We then determined whether the changes in E16.5 Fgfr2BM−/− bladder tissue volumes were due to alterations in apoptosis or proliferation. While the mutant lamina propria and urothelium had similar low levels of apoptosis versus controls (not shown), E16.5 Fgfr2BM−/− bladder muscle had a statistical increase in the number of apoptotic cells compared with age-matched control bladder muscle (Fig. 5). Conversely, whereas E16.5 Fgfr2BM−/− bladder lamina propria and urothelial proliferation rates were similar to controls (not shown), mutant muscle did exhibit a statistical decrease in cell proliferation compared with age-matched control muscle (Fig. 5). Although we did not observe changes in lamina propria apoptosis or proliferation between genotypes, Fgfr2BM−/− bladders did have significant increases in both mean lamina propria cell number per cross-section and mean cell density within the lamina propria compared with age-matched control bladders (Fig. 5). Thus, E16.5 Fgfr2BM−/− bladders have perturbed apoptosis and proliferation within the developing muscle layer and not within urothelial or lamina propria tissues. However, the E16.5 Fgfr2BM−/− bladder lamina propria does have increased total cell numbers and cell density versus control bladder lamina propia.
Postnatal Fgfr2BM−/− mice have perturbations in bladder lamina propria and muscle.
P1 Fgfr2BM−/− bladders appeared smaller with regional muscle thinning (Fig. 6). 3-D reconstructions confirmed that mean Fgfr2BM−/− total bladder and bladder muscle volumes were reduced versus controls (Fig. 6). As a percentage of total bladder volume, P1 mutant muscle was decreased, mutant lamina propria was increased, and the urothelium was unchanged versus control muscle (Fig. 6). Immunostaining, quantitative PCR, and Western blot analysis revealed reduced α-SMA expression in P1 mutant versus control bladder muscle (Fig. 7). Immunostaining revealed more apparent Col1a infiltration in mutant versus control muscle, whereas Col3a staining was not notably different (Fig. 7). By quantitative PCR, Col1a mRNA was significantly increased, and Col3a showed a trend for being increased in P1 Fgfr2BM−/− versus age-matched control bladders. Collagen assays revealed significant increases in P1 Fgfr2BM−/− versus control bladder protein levels (Fig. 7).
P30 control and Fgfr2BM−/− bladders were still similar in overall size; however, the mutants had markedly thinner bladder walls, resulting in larger lumens than controls (Fig. 8). Trichrome staining also showed extensive collagen infiltration in the mutant detrusor layer relative to controls (Fig. 8). Quantitative PCR and Western blot analysis revealed less α-SMA in P30 Fgfr2BM−/− versus control bladders (Fig. 8). Finally, quantitative PCR and collagen assays revealed more collagen mRNA and protein in Fgfr2BM−/− versus control bladders(Fig. 8).

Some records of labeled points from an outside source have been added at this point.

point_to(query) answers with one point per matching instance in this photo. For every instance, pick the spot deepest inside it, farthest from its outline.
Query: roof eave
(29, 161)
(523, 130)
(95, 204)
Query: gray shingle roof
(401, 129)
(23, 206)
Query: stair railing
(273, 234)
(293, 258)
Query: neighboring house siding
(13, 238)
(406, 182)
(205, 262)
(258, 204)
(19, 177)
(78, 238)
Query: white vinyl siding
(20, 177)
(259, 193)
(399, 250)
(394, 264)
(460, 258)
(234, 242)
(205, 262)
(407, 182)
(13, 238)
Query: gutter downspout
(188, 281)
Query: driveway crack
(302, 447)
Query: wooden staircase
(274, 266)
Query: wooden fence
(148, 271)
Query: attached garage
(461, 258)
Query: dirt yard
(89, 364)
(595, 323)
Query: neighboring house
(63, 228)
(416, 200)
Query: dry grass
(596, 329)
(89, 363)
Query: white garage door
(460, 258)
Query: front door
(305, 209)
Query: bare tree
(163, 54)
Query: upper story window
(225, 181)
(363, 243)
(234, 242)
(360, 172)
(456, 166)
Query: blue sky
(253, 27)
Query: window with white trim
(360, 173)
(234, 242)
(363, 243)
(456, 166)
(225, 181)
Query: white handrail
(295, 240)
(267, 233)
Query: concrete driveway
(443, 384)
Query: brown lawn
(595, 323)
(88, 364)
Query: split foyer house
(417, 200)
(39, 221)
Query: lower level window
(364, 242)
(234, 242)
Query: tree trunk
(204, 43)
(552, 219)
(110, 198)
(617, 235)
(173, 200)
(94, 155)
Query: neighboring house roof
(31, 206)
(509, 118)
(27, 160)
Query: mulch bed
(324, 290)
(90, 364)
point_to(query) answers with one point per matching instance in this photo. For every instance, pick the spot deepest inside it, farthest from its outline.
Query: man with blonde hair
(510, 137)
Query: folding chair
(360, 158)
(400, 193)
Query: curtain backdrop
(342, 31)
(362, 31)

Postnatal Fgfr2BM−/− mice exhibit bladder dysfunction.
To evaluate functional defects in P1 and P30 Fgfr2BM−/− mice, we first performed assays in isolated bladder sheets. Stimulation with either α,β-methylene ATP (purinurgic agonist) or carbachol (muscarinic agonist) elicited a marked reduction in the Fgfr2BM−/− bladder sheet contractile response versus controls at both ages (Fig. 9). Electrical field stimulation revealed no differences in P1 mutants versus controls (data not shown), whereas P30 mutants had attenuated contractile responses (Fig. 9). With passive stretch, P1 and P30 Fgfr2BM−/− bladder sheets had increased tension (leftward shift of the curves) versus control bladder sheets, indicating decreased compliance (Fig. 9).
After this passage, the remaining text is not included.